Die Vorfreude im Casino des
Seeparks Nürnberg auf diesen Vortrag war groß. Es hatten sich
viele Interessierte zusammengefunden, um der Nürnberger
Kulturreferentin zuzuhören.
Den
schönen Rahmen stellt – wie schon oft – Frau Görke zur
Verfügung. Und dies betont auch der Vorsitzende des Bürger- und
Geschichtsvereins, Herr Köhler, in seinen einleitenden Worten.
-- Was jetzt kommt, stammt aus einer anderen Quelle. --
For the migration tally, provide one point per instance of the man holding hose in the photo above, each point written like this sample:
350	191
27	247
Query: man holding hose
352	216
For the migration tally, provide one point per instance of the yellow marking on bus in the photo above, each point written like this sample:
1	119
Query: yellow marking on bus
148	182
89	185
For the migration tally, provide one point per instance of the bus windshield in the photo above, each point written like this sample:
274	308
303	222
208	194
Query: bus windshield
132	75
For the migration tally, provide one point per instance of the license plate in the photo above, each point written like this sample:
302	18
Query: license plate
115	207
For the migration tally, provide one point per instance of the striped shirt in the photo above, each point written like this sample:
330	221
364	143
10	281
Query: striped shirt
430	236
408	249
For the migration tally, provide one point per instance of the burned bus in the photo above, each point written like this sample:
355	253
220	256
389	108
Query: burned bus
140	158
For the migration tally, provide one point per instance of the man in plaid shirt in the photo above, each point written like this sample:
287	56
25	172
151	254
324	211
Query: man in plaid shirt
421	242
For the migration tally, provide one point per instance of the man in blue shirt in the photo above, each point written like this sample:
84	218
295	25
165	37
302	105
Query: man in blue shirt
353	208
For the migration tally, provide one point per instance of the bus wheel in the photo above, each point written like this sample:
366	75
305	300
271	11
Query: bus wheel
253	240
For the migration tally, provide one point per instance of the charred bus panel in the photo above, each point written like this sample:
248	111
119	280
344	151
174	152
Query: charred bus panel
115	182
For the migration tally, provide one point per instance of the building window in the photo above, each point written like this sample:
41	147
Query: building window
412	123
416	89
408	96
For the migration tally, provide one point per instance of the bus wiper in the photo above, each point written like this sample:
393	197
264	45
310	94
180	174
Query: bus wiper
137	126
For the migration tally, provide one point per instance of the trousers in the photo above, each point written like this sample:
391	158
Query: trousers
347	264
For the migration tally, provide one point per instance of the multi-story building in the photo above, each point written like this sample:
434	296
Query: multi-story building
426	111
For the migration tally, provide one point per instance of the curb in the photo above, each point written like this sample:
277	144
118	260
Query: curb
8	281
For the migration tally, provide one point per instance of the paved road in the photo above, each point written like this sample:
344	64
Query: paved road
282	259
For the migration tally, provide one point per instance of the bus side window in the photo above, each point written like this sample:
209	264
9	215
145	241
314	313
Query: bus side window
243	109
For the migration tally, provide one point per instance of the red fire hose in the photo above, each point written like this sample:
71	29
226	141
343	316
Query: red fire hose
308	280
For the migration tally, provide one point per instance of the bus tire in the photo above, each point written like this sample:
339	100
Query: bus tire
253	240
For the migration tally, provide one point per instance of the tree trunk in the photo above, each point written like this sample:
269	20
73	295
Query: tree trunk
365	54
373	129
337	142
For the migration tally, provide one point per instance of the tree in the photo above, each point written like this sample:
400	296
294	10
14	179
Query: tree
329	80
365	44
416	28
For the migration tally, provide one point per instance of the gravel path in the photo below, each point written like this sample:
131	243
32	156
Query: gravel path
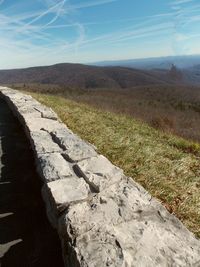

Nachdem er alle Anwesenden herzlich begrüßt, bedankte er sich
bei Frau Görke für die stets freundliche Aufnahme im Hause
„Seepark“ mit einem kleinen Blumengruß. Anschließend stellte er
kurz die Referentin des heutigen Abends vor, was bei den vielen
Medienauftritten der Nürnberger Kulturreferentin sehr knapp
ausfallen kann. Frau Prof. Lehner ist bereits seit zwölf Jahren
für die Kultur der Stadt zuständig und wurde erst kürzlich für
weitere sechs Jahre im Amt bestätigt.
Gleich zu Beginn ihres Vortrages
wird deutlich, mit welchem Engagement und mit welchem Elan die
Referentin ihre Aufgaben angeht: „Für mich sind Hobby und Beruf
eins!“ Dies ist der Auftakt zu einem Überblick des bunten
kulturellen Lebens, das die Stadt Nürnberg aufzeigt. Der Blick
nach München, der von manchem Bürger immer wieder einmal fast
schon neidvoll fällt, ist ihrer Ansicht nach unbegründet. Man
muss wissen, dass 80 Prozent der Kulturausgaben vom Freistaat
finanziert werden. Kulturarbeit in Nürnberg setzt sich aus
verschiedenen Bereichen zusammen:
• Traditionelle Kulturarbeit
(z. a. Archiv, Theater und Museen)
• Niederschwellige
Kulturangebote
• Experimentelle Kulturarbeit
Museen sind für die Stadt ein
wichtiger Faktor, erfassen sie doch gleich einem roten Faden die
Stadtgeschichte: Frau Prof. Lehner geht auf das Fembohaus, das
die Stadtgeschichte repräsentiert, das Albrecht-Dürer-Haus – das
den größten Künstler der Stadt darstellt, aber auch auf das
Industriemuseum und das Reichsparteitagsgelände mit
Dokumentationszentrum ein. Sie tragen zur Erklärung der
Stadtgeschichte bei. Der Begriff „Soziokultur“, der in diesem
Zusammenhang erwähnt wird, basiert auf den vormaligen
Kulturreferenten Herrmann Glaser, der auch die Gründung von
Kulturläden initiierte. Heute – so Frau Prof. Lehner – ähneln
diese Treffpunkte eher dörflichen Gasthäusern, wo man sich in
geselliger Runde trifft, spricht, gemeinsam etwas unternimmt.
Um noch genauer
zu erläutern, wie nun diese Kulturarbeit in Nürnberg statt
findet, geht die Referentin auf die Struktur des Kulturreferates
ein. Ihr war es bei Amtsübernahme immer wichtig, dass sie selbst
gestalterisch wirken, dass sich ihr Freiräume erschließen, die
sie mit Projekten füllen kann. So laufen die fünf wichtigen
Koordninationsteile bei ihr zusammen: Dienststellen, Verwaltung,
Projektmanager, Projektbüro, Sekretariat. Die Frage, die sich
Frau Prof. Lehner stellt, ist: Wie kann man Menschen Zugang zu
Kultur verschaffen, ohne Schwellenangst, dass dieser Zugang für
alle Menschen selbstverständlich wird? Welche Methodik gibt es,
um den Menschen im Großen zu erreichen? Das Motto soll sein: Du
bist Kulturmensch, ganz unabhängig von Herkunft und
Schulbildung. Eine Aktion hat dies erreicht: Die Blaue Nacht.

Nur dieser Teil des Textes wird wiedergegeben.